Si en etapa temprana se mostró tal y como es con Terciopelo azul, donde está la mejor organización de sus obsesiones y estilo personal, Lynch se renueva con fuerzas en Mulholland Drive, desconcertando incluso a seguidores acérrimos y permitiéndonos encontrar, como en cada nuevo capítulo de su carrera, un nuevo él. Aquí ha llegado a una etapa en la que presiente, o no le queda la menor duda al respecto, que la televisión constituye un formato de difusión masiva muy a tener en cuenta en el futuro, prueba de lo cual está en su anterior y posterior experiencia con el siempre intrigante poblado de Twin Peaks; la situación de los actores en el encuadre, los tonos de iluminación y la temática del cine en el argumento hacen pensar en la audiencia acostumbrada a la televisión como una condicionante a la hora de filmar y concebir visualmente un resultado propio de pantalla pequeña en principio, teniendo en cuenta además el tono íntimo, casi susurrante, en que desarrolla la acción y que, sin embargo, tan poco corriente resultaría en horarios familiares. Este ejercicio es llevado a su máxima potencia pocos años después en Imperio, en la que la textura se torna prácticamente amateur, muy semejante a subproductos estilizados de Europa del Este como los de Thomas y Dorcel, y contrario a la tercera temporada de Twin Peaks, donde nuevamente en el medio ‘‘menor’’ desaparece la discreción y vuelve a estallar el lucimiento intensificado del cromatismo y la apariencia cinematográfica.

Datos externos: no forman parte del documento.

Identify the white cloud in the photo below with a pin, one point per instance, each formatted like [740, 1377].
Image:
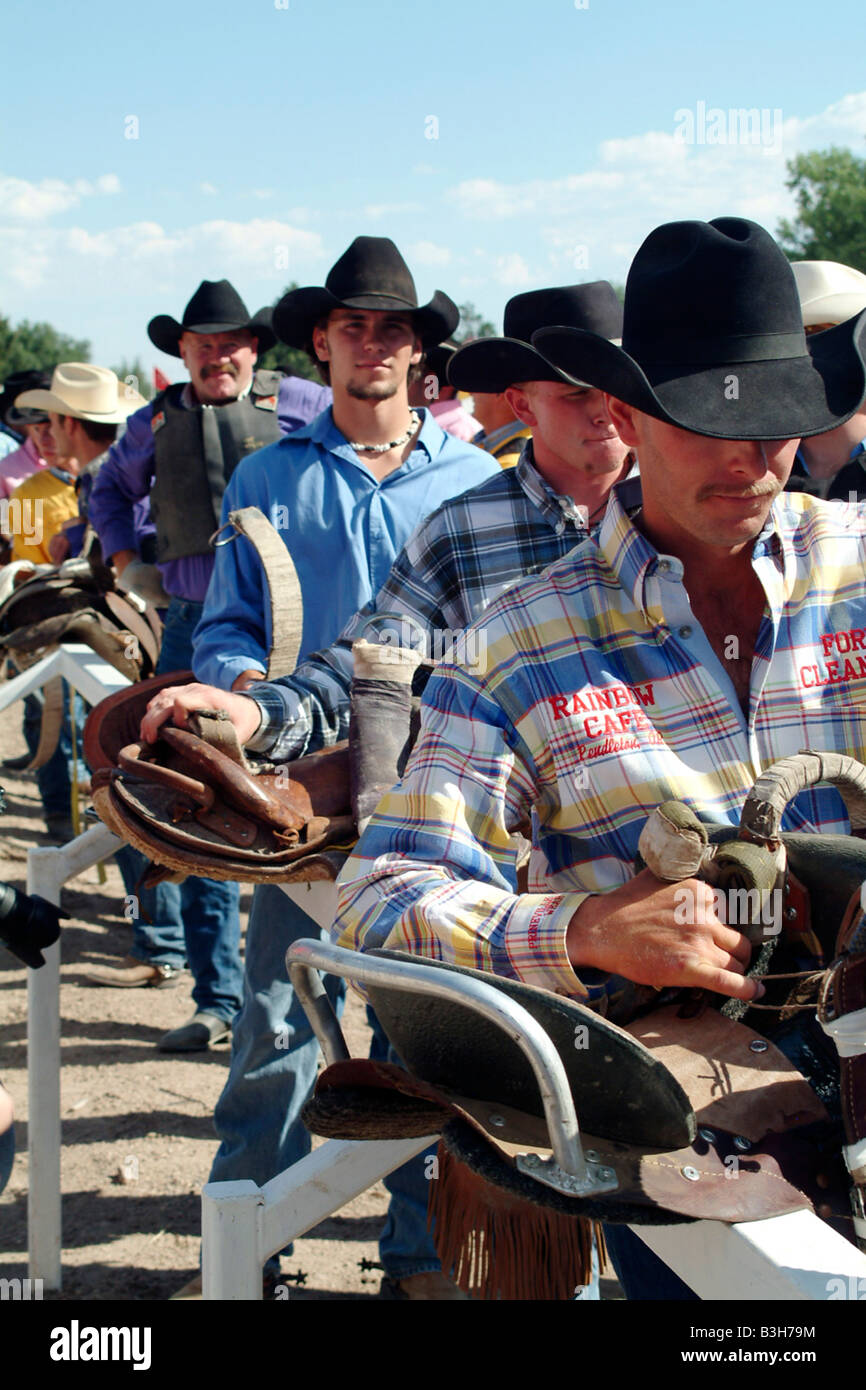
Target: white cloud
[427, 253]
[28, 202]
[512, 270]
[376, 210]
[63, 257]
[592, 221]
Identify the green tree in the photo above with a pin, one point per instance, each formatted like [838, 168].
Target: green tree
[280, 357]
[36, 348]
[830, 224]
[473, 324]
[135, 374]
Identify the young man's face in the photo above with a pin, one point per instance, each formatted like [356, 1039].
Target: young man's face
[369, 350]
[220, 366]
[42, 438]
[713, 491]
[63, 444]
[572, 423]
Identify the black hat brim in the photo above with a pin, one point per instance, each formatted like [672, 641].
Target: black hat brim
[770, 399]
[296, 314]
[166, 331]
[492, 364]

En la ilustre y muy diferente presencia de El mago de Oz (1939, Victor Fleming) y La mujer del cuadro (1944, Fritz Lang), estamos ante uno de los grandes títulos del cine sobre sueños, pesadillas, alucinaciones y demás escapes de la realidad: el non plus ultra de la intromisión filmada en el subconsciente, como tal vez justifique en un último párrafo plagado de spoilers sin mala intención y que he intentado disimular.

Me asombra incluso mi confusión pasada cuando contemplo los eventos, igual de extasiado pero más preparado que antes, sin necesidad de alterar el orden mentalmente, o de suponer que las dos mitades argumentalmente diferenciadas en que se divide la cinta corresponden a universos paralelos, pues sostengo el criterio de que, con un poco de alimentación freudiana o hitchcockiana quizás, el espectador está preparado para atar los cabos: basta con recordar el primer movimiento de cámara en interiores, previo a los créditos iniciales, para entender el comportamiento de todos los personajes y acontecimientos antes y después de la visita al Club Silencio, radical y emocionante punto de ruptura de la entera función; para intuir el porqué de la naturaleza ominosa del Hollywood mostrado, o de las continuas humillaciones a Adam (Justin Theroux), o de un fallido intento de asesinato por parte del matón que interpreta Mark Pellegrino, el rubio de parecida profesión al comienzo de El gran Lebowski (1998), de los Coen. Solo así, tal vez, logren los verosimilistas disfrutar a plenitud una obra que, para ser magistral, emocionante, romántica, desgarradora, no necesitaba ser muy verosímil.